In its initial statement, the DOL indicated that it has appealed the ruling and set forth the interim approach it will take with existing AHPs. Later in May, the agency issued additional FAQs to further help employers affected by the court ruling.

Continuing coverage

The DOL’s initial statement provides that employers participating in existing insured AHPs can keep their current coverage in force until the end of the plan year or, if later, the contract term. The agency noted that the guaranteed-renewability rules provide AHP members with an independent right to continue existing insurance coverage.

Thus, organizations with large-employer coverage through an AHP can continue that coverage. Once the current year ends, however, coverage must comply with applicable requirements based on the employer’s size, such as the essential health benefits requirement for small employers under the Affordable Care Act.

Acknowledging that affected parties (including plans, employers and participants) face compliance issues separate from coverage concerns, the DOL states that it won’t take enforcement action for potential violations relating to actions taken before the court’s ruling — so long as parties meet their responsibilities to provide coverage as promised. Nor will it act against existing AHPs for continuing to provide coverage through the end of the applicable plan or contract year.

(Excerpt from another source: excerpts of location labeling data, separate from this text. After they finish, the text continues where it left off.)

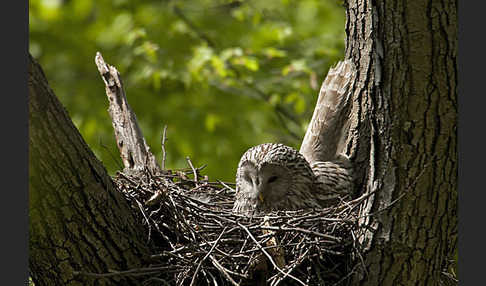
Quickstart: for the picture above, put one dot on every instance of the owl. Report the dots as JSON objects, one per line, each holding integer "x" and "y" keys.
{"x": 277, "y": 177}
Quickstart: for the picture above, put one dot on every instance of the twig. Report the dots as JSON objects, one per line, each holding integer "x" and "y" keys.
{"x": 164, "y": 138}
{"x": 268, "y": 255}
{"x": 204, "y": 258}
{"x": 194, "y": 171}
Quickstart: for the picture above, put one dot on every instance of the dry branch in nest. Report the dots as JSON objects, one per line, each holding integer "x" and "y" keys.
{"x": 197, "y": 240}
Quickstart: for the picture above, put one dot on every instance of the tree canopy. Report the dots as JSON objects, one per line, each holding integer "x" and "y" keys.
{"x": 222, "y": 75}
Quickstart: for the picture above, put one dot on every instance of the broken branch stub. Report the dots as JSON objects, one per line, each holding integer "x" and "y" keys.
{"x": 134, "y": 151}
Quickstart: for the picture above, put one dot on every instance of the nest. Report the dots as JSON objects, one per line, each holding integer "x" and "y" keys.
{"x": 197, "y": 240}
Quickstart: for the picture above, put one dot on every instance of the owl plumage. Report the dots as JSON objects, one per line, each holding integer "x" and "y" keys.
{"x": 277, "y": 177}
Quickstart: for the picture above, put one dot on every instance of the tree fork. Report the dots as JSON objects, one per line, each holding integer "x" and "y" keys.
{"x": 78, "y": 222}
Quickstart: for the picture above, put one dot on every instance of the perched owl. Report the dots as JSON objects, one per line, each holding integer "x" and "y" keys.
{"x": 277, "y": 177}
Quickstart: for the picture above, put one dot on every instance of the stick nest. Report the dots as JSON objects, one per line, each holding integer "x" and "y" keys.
{"x": 197, "y": 240}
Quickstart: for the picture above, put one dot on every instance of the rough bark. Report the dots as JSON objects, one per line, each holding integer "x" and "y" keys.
{"x": 404, "y": 136}
{"x": 78, "y": 221}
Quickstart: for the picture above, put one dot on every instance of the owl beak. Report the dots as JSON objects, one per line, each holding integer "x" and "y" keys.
{"x": 260, "y": 196}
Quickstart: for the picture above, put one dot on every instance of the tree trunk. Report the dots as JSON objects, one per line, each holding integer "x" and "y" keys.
{"x": 406, "y": 116}
{"x": 78, "y": 221}
{"x": 403, "y": 142}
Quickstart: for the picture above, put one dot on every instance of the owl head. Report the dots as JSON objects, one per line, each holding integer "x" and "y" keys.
{"x": 273, "y": 177}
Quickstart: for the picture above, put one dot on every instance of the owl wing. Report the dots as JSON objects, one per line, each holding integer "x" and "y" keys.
{"x": 330, "y": 115}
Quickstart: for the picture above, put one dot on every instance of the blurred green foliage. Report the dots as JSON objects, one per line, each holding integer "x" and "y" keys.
{"x": 222, "y": 75}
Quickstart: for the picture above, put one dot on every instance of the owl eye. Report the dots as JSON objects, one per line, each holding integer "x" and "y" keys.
{"x": 247, "y": 178}
{"x": 272, "y": 179}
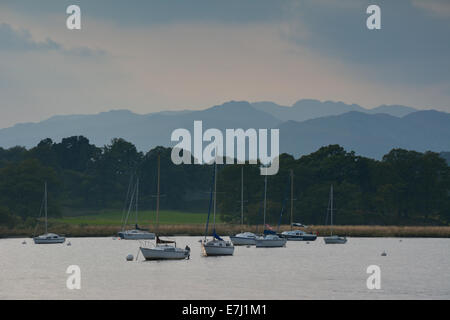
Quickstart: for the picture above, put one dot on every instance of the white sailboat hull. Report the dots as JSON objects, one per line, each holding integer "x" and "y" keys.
{"x": 49, "y": 239}
{"x": 335, "y": 240}
{"x": 164, "y": 253}
{"x": 136, "y": 235}
{"x": 270, "y": 243}
{"x": 242, "y": 241}
{"x": 218, "y": 248}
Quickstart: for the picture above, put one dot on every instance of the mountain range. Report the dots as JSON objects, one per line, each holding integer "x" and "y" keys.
{"x": 304, "y": 127}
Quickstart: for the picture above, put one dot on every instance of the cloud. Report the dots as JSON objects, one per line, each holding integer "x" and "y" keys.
{"x": 22, "y": 40}
{"x": 12, "y": 40}
{"x": 437, "y": 7}
{"x": 412, "y": 47}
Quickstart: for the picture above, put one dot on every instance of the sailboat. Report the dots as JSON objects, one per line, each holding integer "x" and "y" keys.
{"x": 48, "y": 238}
{"x": 296, "y": 235}
{"x": 164, "y": 249}
{"x": 333, "y": 239}
{"x": 216, "y": 246}
{"x": 243, "y": 238}
{"x": 136, "y": 233}
{"x": 270, "y": 239}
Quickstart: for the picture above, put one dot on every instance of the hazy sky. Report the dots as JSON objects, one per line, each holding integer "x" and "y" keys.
{"x": 184, "y": 54}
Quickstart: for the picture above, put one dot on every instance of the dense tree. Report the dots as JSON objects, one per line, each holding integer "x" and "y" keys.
{"x": 405, "y": 187}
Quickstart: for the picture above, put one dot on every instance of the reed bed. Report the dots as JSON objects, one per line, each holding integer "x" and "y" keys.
{"x": 229, "y": 229}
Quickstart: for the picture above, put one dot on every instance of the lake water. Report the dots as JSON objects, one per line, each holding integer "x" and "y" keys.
{"x": 412, "y": 269}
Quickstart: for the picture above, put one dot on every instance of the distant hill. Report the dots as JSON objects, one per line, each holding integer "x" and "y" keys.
{"x": 145, "y": 131}
{"x": 307, "y": 109}
{"x": 370, "y": 133}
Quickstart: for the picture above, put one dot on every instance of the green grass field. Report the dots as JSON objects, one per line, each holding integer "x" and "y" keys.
{"x": 114, "y": 218}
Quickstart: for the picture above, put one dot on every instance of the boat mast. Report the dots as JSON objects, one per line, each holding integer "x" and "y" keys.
{"x": 137, "y": 199}
{"x": 242, "y": 198}
{"x": 157, "y": 194}
{"x": 215, "y": 192}
{"x": 292, "y": 197}
{"x": 331, "y": 208}
{"x": 265, "y": 196}
{"x": 45, "y": 196}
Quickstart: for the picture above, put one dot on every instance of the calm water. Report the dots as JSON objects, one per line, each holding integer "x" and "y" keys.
{"x": 413, "y": 269}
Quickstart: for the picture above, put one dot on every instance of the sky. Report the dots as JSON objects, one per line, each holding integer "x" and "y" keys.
{"x": 155, "y": 55}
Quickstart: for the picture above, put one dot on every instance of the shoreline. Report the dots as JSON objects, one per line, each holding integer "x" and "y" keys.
{"x": 75, "y": 231}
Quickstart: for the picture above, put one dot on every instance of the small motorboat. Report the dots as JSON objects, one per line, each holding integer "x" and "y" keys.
{"x": 244, "y": 239}
{"x": 216, "y": 247}
{"x": 49, "y": 238}
{"x": 270, "y": 241}
{"x": 298, "y": 235}
{"x": 335, "y": 240}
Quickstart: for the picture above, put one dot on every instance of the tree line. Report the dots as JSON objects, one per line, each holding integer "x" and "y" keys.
{"x": 405, "y": 187}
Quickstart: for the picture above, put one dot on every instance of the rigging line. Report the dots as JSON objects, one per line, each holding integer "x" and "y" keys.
{"x": 210, "y": 203}
{"x": 126, "y": 199}
{"x": 283, "y": 207}
{"x": 129, "y": 208}
{"x": 40, "y": 214}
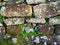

The statement specifies that the Department of Health and Human Services (HHS) has advised that it will follow a similar nonenforcement policy through the end of the applicable plan or contract year. Employers are cautioned to carefully consider their near-term options, because changes to coverage, such as dropping coverage voluntarily, could lead to coverage gaps.

Additional Q&As

Following up on its initial statement, the DOL issued additional guidance in the form of four FAQs in mid-May:

  1. Q/A-1 clarifies that pre-existing subregulatory guidance on the criteria for a group or association of employers to be considered an ERISA “employer” is unaffected by the court’s ruling. The FAQ refers to AHPs formed under pre-existing guidance as “Pathway 1 AHPs,” while those formed under the regulations are “Pathway 2 AHPs.” Pathway 1 AHPs may not allow participation by working owners or establish commonality among employers based solely on geography. (These are elements of Pathway 2 AHPs specifically vacated by the court.)
  2. Q/A-2 specifies that Pathway 2 AHPs may not market to or sign up new employer members, but existing employer members can continue to enroll new employees upon special enrollment events and when consistent with the plan’s eligibility terms.
  3. Q/A-3 confirms that DOL enforcement relief extends through the remainder of the plan or contract year that was in effect at the time of the court’s ruling. It also references the HHS’s corresponding enforcement policy, and notes that the agencies encourage states to adopt a similar approach.
  4. Q/A-4 refers Pathway 1 AHPs to existing advisory opinions for additional guidance on employer status for groups or associations. Explaining that advisory opinions aren’t required, this FAQ suggests that AHPs with a particular need have an informal phone call with Employee Benefits Security Administration (EBSA) specialists as an alternative (or precursor) to the potentially time-consuming advisory opinion process. Contact information is provided, along with other recommended resources.

The FAQs don’t provide instructions for finding relevant advisory opinions, but these are available through the EBSA advisory opinions webpage. Select “ERISA Sec. 3(5)” in the “Select a Reference Category” drop-down menu.

Monitor and interpret

The DOL’s guidance provides AHPs and participating employers breathing room to continue their coverage through the current year. And the compliance relief is helpful; for example, it appears that participating employers don’t need to file separate Forms 5500 if the AHP makes a timely and accurate filing.

But the future of AHPs under the regulations remains uncertain. Employers participating in these plans — particularly Pathway 2 AHPs — should work closely with their benefits advisors to monitor and interpret further developments.